“The report also showed how the model ignored requests to follow step-by-step reasoning, and it was less likely to generate code that ran without modifications.”
Chat-GPT entering its toddler phase
Yes, GPT-4 seems to be getting worse.
But now we have new information. And well, it's complicated.
Yesterday, I posted about a study showing that GPT-4 success rate deciding whether a number is prime went from 97.6% in March to 2.4% in June.
The report also showed how the model ignored requests to follow step-by-step reasoning, and it was less likely to generate code that ran without modifications.

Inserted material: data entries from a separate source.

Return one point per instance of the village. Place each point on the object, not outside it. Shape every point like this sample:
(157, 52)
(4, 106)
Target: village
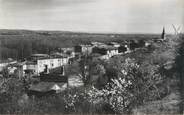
(48, 70)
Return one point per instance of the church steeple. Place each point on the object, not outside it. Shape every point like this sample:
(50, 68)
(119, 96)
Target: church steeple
(163, 34)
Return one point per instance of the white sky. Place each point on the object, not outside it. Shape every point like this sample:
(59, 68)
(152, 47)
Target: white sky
(119, 16)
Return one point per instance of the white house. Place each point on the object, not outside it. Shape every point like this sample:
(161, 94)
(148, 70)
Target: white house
(40, 65)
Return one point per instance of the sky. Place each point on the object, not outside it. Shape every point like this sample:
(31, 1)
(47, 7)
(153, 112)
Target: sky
(99, 16)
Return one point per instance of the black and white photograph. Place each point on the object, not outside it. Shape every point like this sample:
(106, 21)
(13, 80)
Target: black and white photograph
(92, 57)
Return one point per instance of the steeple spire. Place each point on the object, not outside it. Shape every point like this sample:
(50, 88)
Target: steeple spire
(163, 34)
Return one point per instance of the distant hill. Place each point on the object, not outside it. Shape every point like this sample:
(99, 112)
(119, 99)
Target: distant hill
(22, 43)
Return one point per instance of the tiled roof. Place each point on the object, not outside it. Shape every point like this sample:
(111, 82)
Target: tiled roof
(47, 86)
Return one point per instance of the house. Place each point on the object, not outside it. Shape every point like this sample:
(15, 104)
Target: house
(39, 65)
(75, 81)
(5, 63)
(114, 44)
(46, 88)
(106, 51)
(122, 49)
(85, 49)
(39, 56)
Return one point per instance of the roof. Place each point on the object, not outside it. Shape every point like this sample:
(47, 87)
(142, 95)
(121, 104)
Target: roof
(7, 61)
(40, 55)
(47, 86)
(107, 47)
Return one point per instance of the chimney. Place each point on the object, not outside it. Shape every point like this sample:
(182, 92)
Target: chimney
(63, 70)
(163, 34)
(46, 70)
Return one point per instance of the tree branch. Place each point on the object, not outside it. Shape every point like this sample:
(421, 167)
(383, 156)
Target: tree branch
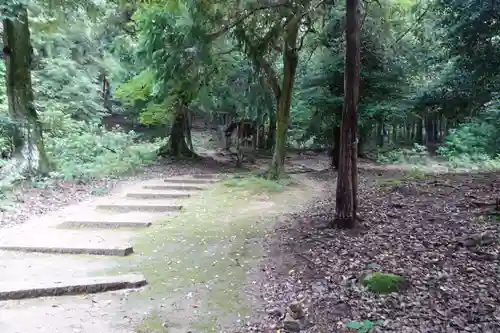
(245, 16)
(417, 21)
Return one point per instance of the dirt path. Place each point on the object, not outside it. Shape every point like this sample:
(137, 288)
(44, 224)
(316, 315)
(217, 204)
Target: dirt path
(197, 263)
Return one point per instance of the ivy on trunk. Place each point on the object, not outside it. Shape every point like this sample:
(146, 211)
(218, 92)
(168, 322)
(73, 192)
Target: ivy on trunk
(347, 179)
(29, 153)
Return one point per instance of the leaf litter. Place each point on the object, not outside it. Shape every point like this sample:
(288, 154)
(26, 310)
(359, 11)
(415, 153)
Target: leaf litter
(441, 233)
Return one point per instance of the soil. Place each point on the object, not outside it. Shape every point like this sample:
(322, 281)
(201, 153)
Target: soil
(440, 232)
(242, 254)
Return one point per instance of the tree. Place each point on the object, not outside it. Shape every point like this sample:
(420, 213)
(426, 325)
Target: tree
(271, 31)
(347, 179)
(29, 148)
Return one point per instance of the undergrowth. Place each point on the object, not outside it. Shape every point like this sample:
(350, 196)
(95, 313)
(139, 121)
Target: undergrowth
(446, 159)
(92, 152)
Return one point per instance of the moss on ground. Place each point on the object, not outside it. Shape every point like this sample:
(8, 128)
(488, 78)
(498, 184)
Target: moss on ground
(257, 184)
(197, 262)
(382, 283)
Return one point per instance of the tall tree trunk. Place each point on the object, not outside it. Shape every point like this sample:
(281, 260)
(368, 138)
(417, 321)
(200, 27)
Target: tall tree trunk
(290, 61)
(180, 136)
(271, 134)
(347, 179)
(336, 148)
(29, 155)
(419, 135)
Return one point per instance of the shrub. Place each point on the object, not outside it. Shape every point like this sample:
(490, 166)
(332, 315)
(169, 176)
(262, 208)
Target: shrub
(416, 155)
(89, 151)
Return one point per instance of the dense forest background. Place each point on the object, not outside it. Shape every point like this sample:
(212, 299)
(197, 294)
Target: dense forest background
(429, 85)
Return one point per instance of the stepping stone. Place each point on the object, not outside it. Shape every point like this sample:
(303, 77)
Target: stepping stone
(76, 286)
(157, 195)
(103, 224)
(96, 250)
(140, 206)
(205, 176)
(173, 187)
(200, 181)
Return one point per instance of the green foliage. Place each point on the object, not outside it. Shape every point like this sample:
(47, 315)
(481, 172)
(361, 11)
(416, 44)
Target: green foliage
(382, 283)
(418, 154)
(88, 151)
(365, 326)
(256, 184)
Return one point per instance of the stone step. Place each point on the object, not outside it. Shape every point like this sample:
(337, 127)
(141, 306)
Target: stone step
(140, 206)
(103, 224)
(199, 181)
(120, 251)
(166, 187)
(157, 195)
(205, 176)
(72, 286)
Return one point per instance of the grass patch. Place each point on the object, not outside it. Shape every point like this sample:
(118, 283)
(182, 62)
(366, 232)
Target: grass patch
(382, 283)
(255, 184)
(199, 259)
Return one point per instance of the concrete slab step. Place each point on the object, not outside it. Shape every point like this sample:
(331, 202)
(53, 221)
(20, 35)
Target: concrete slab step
(103, 224)
(157, 195)
(205, 176)
(173, 187)
(140, 206)
(199, 181)
(72, 286)
(114, 250)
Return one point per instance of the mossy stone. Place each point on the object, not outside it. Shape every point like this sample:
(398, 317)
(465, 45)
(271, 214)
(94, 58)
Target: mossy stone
(382, 283)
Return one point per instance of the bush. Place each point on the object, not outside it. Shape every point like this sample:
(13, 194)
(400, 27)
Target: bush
(382, 283)
(89, 151)
(416, 155)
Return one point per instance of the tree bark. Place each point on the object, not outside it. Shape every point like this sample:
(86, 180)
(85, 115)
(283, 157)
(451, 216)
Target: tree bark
(271, 134)
(419, 135)
(336, 148)
(29, 154)
(180, 136)
(346, 198)
(290, 61)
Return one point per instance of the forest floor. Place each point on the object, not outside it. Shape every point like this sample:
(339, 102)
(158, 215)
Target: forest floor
(245, 249)
(440, 232)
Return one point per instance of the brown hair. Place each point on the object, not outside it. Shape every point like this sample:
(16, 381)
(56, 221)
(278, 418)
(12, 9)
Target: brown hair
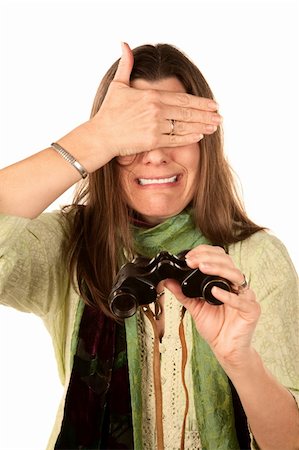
(99, 214)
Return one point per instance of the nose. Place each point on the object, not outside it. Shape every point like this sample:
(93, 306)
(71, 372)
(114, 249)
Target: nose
(157, 156)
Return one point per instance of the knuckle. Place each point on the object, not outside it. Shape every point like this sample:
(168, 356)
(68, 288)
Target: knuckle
(179, 127)
(151, 95)
(183, 99)
(186, 114)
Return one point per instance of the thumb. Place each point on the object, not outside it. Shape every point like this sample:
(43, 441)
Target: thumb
(125, 65)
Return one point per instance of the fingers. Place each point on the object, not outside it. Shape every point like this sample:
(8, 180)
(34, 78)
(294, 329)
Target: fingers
(188, 101)
(213, 260)
(244, 302)
(125, 65)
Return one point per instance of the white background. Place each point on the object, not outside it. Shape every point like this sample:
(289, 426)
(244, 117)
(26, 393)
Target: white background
(53, 55)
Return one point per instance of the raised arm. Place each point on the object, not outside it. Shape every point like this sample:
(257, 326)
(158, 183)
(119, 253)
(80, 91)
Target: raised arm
(129, 121)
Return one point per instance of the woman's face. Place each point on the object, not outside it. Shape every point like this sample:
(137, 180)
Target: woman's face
(160, 183)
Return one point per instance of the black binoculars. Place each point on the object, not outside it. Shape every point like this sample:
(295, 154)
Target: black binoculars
(136, 282)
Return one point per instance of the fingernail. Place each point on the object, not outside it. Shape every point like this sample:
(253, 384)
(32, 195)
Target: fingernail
(213, 105)
(211, 128)
(217, 119)
(123, 44)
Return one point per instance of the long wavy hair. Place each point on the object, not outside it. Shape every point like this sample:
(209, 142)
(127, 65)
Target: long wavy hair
(99, 215)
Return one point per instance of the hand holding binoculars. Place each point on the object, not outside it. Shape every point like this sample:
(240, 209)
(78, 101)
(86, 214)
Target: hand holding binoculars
(136, 282)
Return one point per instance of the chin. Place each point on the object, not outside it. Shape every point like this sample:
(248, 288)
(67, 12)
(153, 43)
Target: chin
(159, 215)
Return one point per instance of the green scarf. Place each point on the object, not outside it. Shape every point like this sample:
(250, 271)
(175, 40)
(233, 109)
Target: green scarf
(212, 394)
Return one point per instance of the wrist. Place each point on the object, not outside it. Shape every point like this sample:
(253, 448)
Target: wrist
(241, 363)
(87, 148)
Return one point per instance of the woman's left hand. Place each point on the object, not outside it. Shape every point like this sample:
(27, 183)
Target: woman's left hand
(227, 328)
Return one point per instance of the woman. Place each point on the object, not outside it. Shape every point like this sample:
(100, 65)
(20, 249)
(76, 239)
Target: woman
(158, 181)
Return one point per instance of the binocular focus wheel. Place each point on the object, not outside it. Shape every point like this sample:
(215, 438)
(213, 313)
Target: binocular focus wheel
(207, 294)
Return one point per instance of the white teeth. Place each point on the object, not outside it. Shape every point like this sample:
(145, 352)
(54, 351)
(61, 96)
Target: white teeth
(144, 181)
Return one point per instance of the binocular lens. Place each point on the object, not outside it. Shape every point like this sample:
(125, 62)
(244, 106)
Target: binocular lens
(124, 305)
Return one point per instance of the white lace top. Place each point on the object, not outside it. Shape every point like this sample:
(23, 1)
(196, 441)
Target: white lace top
(171, 380)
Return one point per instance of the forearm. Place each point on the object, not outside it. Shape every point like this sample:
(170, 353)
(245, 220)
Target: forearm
(28, 187)
(271, 410)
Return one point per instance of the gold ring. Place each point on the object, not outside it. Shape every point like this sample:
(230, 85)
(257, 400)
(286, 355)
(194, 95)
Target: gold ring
(172, 122)
(243, 287)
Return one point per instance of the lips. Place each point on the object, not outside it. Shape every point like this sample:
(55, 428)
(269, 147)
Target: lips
(157, 180)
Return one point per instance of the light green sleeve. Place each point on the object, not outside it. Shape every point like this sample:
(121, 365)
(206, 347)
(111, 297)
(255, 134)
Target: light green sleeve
(271, 273)
(33, 276)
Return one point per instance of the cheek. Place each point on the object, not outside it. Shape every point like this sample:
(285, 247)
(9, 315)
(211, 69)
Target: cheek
(188, 157)
(123, 180)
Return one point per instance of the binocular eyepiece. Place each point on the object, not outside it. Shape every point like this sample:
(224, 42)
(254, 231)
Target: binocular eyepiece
(136, 282)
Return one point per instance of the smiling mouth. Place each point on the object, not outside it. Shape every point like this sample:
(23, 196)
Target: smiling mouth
(147, 181)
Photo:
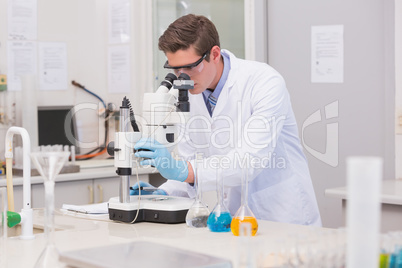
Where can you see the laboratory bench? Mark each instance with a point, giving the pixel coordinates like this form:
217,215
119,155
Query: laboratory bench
391,203
77,231
89,185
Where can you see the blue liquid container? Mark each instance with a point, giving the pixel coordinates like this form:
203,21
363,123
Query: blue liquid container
219,222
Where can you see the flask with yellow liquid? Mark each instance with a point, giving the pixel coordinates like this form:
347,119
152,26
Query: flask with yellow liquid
244,213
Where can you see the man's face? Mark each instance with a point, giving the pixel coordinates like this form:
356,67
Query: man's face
201,72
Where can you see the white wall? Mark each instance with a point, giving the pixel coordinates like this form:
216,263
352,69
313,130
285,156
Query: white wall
365,99
398,87
83,26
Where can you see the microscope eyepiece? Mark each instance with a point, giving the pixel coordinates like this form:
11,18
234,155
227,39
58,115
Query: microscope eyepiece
168,82
184,76
183,84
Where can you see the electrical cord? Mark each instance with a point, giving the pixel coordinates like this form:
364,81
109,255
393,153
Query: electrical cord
139,192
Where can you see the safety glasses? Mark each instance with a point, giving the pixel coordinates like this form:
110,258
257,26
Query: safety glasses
189,69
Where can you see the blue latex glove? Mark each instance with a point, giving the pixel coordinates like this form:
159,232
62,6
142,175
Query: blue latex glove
161,158
135,191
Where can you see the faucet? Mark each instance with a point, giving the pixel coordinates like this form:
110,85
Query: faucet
26,212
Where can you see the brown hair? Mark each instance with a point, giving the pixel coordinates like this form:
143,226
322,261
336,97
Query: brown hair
190,30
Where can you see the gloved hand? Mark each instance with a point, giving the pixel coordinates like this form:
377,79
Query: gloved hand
134,190
161,158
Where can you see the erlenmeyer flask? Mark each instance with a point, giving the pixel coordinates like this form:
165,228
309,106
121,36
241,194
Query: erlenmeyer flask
219,220
49,164
244,213
197,215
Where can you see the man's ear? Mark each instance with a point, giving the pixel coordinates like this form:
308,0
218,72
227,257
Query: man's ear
215,53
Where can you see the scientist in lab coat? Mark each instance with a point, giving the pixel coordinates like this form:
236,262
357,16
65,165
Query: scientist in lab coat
241,114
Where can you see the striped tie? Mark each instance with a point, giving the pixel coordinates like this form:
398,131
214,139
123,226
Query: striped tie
212,102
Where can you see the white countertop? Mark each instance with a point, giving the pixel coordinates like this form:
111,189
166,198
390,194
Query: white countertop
78,233
85,173
391,192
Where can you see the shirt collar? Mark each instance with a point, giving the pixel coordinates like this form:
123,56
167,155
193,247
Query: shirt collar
222,80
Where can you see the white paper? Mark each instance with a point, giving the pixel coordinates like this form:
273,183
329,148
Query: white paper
119,21
52,66
21,60
22,19
119,69
327,54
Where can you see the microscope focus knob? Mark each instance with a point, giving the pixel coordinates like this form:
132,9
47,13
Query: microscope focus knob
110,148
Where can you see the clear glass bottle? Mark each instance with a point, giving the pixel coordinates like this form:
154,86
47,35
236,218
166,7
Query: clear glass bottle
219,220
197,215
244,213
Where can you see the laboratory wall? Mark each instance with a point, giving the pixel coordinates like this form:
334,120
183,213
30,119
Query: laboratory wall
398,87
83,27
355,116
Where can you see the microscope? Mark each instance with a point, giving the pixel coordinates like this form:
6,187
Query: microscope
163,111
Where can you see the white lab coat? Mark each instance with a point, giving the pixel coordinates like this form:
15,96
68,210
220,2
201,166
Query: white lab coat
253,117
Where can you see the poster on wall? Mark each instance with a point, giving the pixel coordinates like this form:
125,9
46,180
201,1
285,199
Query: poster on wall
22,19
21,61
327,54
52,66
119,69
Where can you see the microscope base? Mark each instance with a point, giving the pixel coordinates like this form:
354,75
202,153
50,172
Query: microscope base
153,208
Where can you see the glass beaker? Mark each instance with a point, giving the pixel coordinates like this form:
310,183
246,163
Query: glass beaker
219,220
244,213
49,164
197,215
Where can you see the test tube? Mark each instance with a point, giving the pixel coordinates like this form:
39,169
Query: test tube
72,155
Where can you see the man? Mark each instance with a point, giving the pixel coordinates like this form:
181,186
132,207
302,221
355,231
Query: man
240,115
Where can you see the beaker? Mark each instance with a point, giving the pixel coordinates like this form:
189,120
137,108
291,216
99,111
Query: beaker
197,215
3,227
219,220
244,213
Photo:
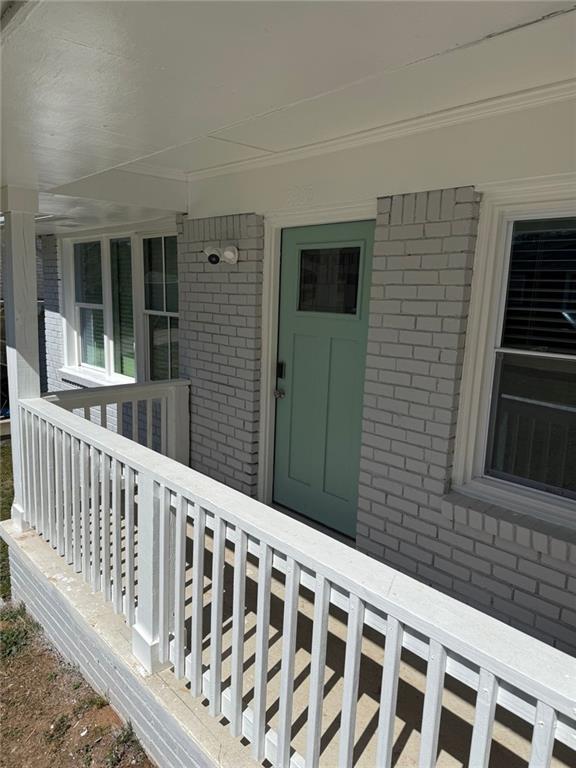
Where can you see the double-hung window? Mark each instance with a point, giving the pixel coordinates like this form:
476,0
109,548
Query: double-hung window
516,440
532,435
103,308
161,305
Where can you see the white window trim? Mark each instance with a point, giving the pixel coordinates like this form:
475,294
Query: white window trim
501,206
73,369
144,314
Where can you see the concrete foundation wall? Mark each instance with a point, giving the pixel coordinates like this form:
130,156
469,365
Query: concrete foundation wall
111,676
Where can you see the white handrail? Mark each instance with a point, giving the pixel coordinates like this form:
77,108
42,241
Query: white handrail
166,428
531,676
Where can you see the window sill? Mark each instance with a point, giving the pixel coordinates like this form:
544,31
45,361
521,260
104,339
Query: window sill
542,511
89,377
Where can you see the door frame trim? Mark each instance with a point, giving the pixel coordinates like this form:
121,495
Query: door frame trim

Hundreds of people replied with their anecdotes. The overwhelming consensus is that GPT-4 is considerably less capable than before.
But the study that started the conversation is misleading.
They used a dataset of 500 problems and had the model figure out whether a given number was prime. The latest GPT-4 version did much worse than the one from a few months ago, with only 12 correct answers out of 500.
But there was an issue:
Every one of the 500 integers used in the study was a prime number! They never tested composite numbers.
So what happens when you make the same comparison with composite and prime numbers?
It turns out that March's GPT-4 is as bad as the June version! In March, GPT-4 answered that most numbers were prime, while the June version answered that most were composite. Since the team behind the study only tested prime numbers, they concluded that GPT-4 is now much worse at determining primality, but that's not the case.
Okay, so where do we stand?
Funny enough, the apparent conclusion is that GPT-4 sucks at finding whether a number is prime. It didn't get worse; it was never good at it.
There's still, however, a large unanswered issue related to the inability of developers to trust these models. We still don't know why the sudden change in behavior between March and June since OpenAI has firmly denied they have changed the model.
What's next?
OpenAI acknowledged the behavior change, and they are investigating. I hope they publish an explanation behind the drift. I'm also looking forward to a proper versioning system that developers can trust and rely on.
This finding doesn't change the overall sentiment from people who overwhelmingly believe the model has worsened. Could this be confirmation bias? Could the honeymoon phase with Large Language Models be over, and people start finding the real problems when building actual applications?
What do you think it's going on here?